Auch in vielen Gegenden Deutschlands ist das Muffelwild im 20. Jahrhundert ausgesetzt worden – erst in der Lüneburger Heide, dann im Harz. Auch im Kellerwald wurde Muffelwild angesiedelt: Am 18. März 1935 wurden dreizehn Mufflons aus dem Besitz des Grafen Edelsheim im Neutratal im Forstamt Affoldern ausgesetzt. Zunächst in zwei Eingewöhnungsgattern gehalten, dann in ein großes Wildtiergatter freigelassen, konnten sie sich kontinuierlich vermehren. Der derzeitige Gesamtbestand des Wildschafes in Deutschland umfasst etwa 8.000 Tiere.

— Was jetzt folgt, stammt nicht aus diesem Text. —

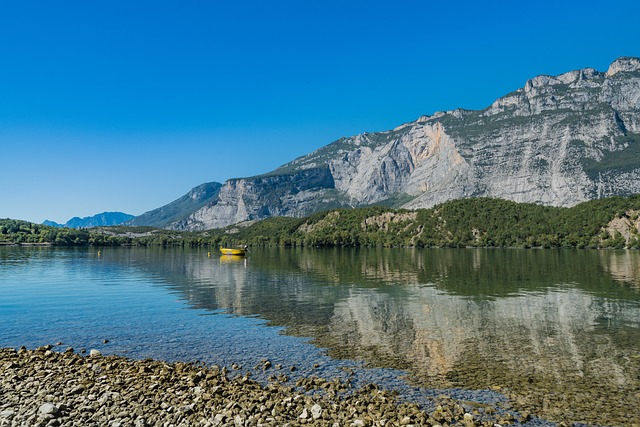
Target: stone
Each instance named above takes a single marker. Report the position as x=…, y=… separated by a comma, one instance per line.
x=316, y=411
x=7, y=414
x=48, y=409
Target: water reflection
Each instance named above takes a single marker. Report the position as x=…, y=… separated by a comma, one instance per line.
x=559, y=331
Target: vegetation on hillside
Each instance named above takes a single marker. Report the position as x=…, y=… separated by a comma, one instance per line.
x=477, y=222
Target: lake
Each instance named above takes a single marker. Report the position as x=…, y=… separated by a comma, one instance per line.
x=554, y=333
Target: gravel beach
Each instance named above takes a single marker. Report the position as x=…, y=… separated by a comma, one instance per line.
x=43, y=387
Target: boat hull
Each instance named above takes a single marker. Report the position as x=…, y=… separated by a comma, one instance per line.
x=231, y=251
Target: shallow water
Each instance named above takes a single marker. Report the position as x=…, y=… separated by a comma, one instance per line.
x=556, y=332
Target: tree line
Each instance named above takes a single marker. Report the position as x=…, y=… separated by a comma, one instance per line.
x=474, y=222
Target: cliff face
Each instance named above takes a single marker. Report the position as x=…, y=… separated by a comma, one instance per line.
x=557, y=141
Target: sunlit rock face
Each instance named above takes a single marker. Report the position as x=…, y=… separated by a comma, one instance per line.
x=559, y=140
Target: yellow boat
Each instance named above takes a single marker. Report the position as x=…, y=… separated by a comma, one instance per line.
x=233, y=251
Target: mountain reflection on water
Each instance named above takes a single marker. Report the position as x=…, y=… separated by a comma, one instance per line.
x=557, y=331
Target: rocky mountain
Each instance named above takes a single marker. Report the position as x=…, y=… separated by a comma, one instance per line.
x=99, y=220
x=179, y=209
x=559, y=140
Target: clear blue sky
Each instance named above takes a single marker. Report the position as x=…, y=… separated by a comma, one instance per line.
x=126, y=105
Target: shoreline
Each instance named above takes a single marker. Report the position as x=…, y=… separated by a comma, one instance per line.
x=42, y=387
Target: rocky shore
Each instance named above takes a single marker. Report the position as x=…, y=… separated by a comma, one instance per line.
x=43, y=387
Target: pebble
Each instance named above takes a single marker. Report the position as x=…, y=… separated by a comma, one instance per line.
x=72, y=389
x=48, y=409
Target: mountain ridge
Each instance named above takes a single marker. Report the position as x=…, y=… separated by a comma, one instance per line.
x=98, y=220
x=558, y=140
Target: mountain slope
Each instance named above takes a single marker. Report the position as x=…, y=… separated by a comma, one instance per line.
x=180, y=208
x=99, y=220
x=557, y=141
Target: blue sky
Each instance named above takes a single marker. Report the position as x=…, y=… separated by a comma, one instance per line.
x=125, y=106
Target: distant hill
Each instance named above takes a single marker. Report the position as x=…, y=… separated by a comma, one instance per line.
x=557, y=141
x=99, y=220
x=179, y=209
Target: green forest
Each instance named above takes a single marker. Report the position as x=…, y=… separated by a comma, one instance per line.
x=474, y=222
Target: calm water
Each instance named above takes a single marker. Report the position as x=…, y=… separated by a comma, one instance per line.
x=555, y=333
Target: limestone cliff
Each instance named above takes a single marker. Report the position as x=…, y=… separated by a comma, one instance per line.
x=559, y=140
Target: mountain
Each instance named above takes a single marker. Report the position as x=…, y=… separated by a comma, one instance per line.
x=98, y=220
x=180, y=208
x=558, y=141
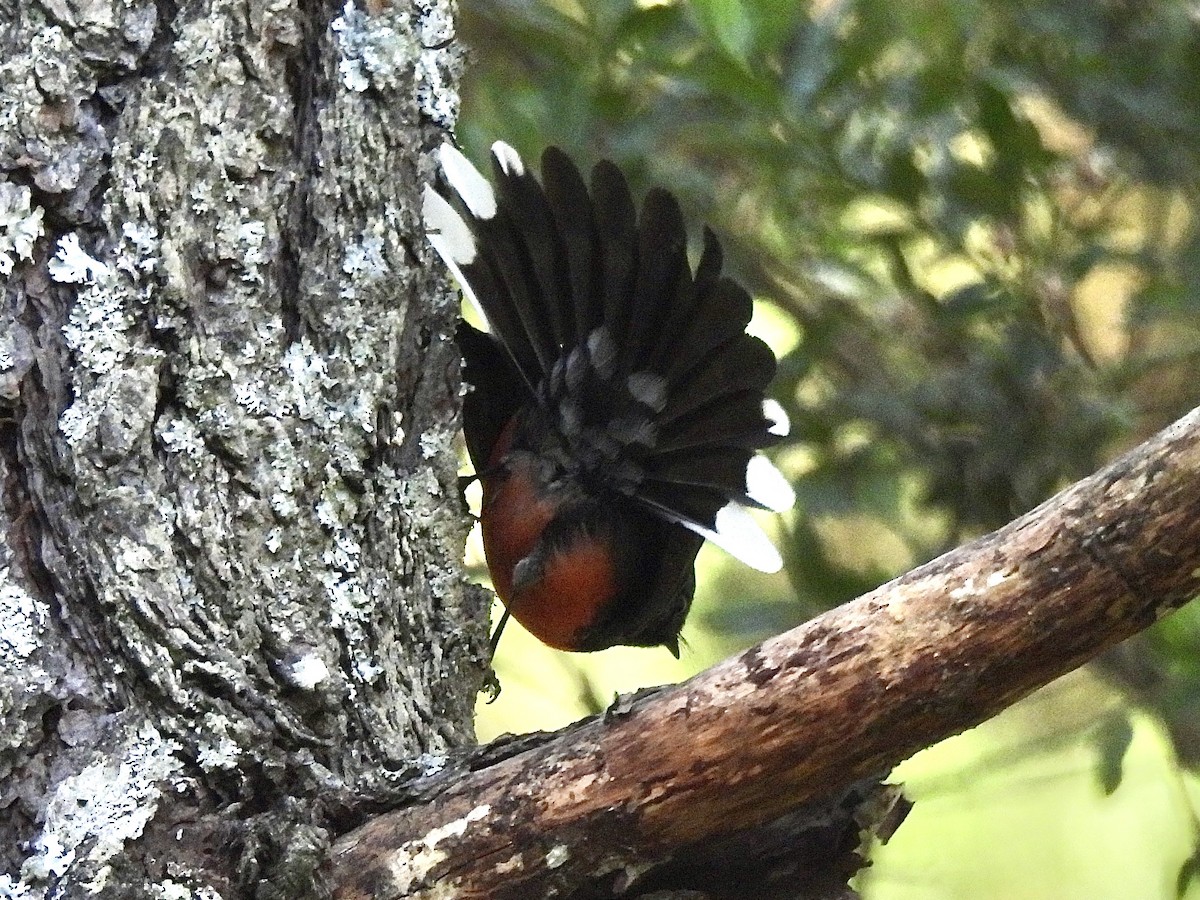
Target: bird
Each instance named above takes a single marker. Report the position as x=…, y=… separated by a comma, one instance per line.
x=615, y=407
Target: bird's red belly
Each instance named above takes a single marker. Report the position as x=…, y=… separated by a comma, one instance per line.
x=575, y=583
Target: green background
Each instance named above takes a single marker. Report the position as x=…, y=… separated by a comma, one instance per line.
x=972, y=231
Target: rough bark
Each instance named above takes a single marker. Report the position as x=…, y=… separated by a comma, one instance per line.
x=231, y=606
x=805, y=715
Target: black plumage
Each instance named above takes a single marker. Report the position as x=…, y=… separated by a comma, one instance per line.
x=630, y=376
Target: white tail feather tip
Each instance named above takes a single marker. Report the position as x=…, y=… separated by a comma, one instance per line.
x=777, y=417
x=467, y=181
x=448, y=231
x=738, y=534
x=767, y=485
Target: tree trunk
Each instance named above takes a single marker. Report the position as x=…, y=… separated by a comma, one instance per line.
x=232, y=611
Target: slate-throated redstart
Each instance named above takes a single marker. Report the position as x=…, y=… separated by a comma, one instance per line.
x=616, y=406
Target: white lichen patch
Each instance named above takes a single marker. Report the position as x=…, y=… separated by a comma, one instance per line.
x=436, y=82
x=414, y=861
x=12, y=889
x=22, y=619
x=375, y=49
x=306, y=672
x=90, y=816
x=21, y=226
x=365, y=261
x=72, y=264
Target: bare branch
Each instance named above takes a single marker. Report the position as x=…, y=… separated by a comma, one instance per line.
x=807, y=714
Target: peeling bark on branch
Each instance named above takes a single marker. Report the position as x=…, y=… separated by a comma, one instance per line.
x=809, y=713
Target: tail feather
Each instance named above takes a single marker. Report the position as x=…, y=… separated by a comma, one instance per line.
x=642, y=367
x=664, y=277
x=576, y=221
x=617, y=222
x=544, y=282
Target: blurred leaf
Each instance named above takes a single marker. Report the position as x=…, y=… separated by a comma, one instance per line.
x=1113, y=741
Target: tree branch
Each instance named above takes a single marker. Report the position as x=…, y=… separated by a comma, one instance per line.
x=809, y=713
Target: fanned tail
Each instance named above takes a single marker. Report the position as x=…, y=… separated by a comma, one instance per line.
x=641, y=366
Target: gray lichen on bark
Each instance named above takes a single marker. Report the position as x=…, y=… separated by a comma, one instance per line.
x=228, y=406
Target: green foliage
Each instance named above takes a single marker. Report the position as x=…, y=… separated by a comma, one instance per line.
x=982, y=219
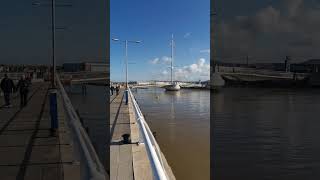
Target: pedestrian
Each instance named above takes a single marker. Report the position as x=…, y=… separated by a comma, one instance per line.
x=112, y=89
x=117, y=90
x=7, y=86
x=23, y=87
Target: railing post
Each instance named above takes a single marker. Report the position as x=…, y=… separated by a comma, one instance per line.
x=53, y=110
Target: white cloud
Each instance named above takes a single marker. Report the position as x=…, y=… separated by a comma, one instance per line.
x=155, y=61
x=272, y=33
x=166, y=60
x=186, y=35
x=205, y=51
x=200, y=70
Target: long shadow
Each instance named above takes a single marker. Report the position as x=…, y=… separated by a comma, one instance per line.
x=27, y=155
x=116, y=119
x=16, y=113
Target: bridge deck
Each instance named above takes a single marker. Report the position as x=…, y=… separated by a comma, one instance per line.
x=128, y=161
x=27, y=150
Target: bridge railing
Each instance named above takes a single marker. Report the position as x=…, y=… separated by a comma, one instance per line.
x=84, y=152
x=152, y=147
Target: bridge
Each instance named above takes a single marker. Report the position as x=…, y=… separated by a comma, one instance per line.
x=30, y=150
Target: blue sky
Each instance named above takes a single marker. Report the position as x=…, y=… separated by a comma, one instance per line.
x=25, y=32
x=153, y=22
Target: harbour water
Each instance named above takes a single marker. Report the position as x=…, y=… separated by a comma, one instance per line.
x=261, y=133
x=92, y=109
x=181, y=121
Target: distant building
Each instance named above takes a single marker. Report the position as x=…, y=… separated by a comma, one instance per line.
x=96, y=67
x=85, y=66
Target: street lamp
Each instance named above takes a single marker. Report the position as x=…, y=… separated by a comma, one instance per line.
x=53, y=90
x=126, y=56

Strategische Standorttreue

Mufflons bevorzugen gebirgige Landschaften als Lebensraum, in Einbürgerungsregionen halten sie sich meist im Wald auf. In Herden von bis zu hundert Tieren leben Weibchen und Lämmer zusammen. Ausschließlich zur Paarungszeit stoßen auch Böcke zur Herde hinzu. Über Generationen hinweg besiedeln die Mutterfamilienherden traditionelle Territorien. Sie kennen ihren Lebensraum genau, wissen, wo sich Feinde aufhalten und wie sie ihnen am besten entwischen können – Strategie der Standorttreue. Geländeerhöhungen nutzen sie, um sich einen Überblick zu verschaffen. Klippen dienen als Fluchtort bei Gefahr vor Fressfeinden, wie dem Wolf.



Schöner Schneckenschmuck

Die Schnecken auf seinem Kopf sind das Erkennungsmerkmal eines jeden Schafbocks – Hörner von auffälliger, nach innen gedrehter Form. Bei Jägern sind die Schnecken, wie das Geweih des Hirsches, beliebte Trophäen. Weibliche Mufflons haben, wenn überhaupt, nur kurze Hörner.

Was Mufflons zudem auszeichnet, sind ihre hervorragenden Sinne: Selbst bei schwachem Wind können sie Feinde, die 300 Meter weit weg sind, problemlos wittern und auch erkennen. Noch aus 50 Meter Entfernung können leiseste Geräusche wahrgenommen werden – ihre Ohren, Augen und Nasen sind besonders leistungsfähig.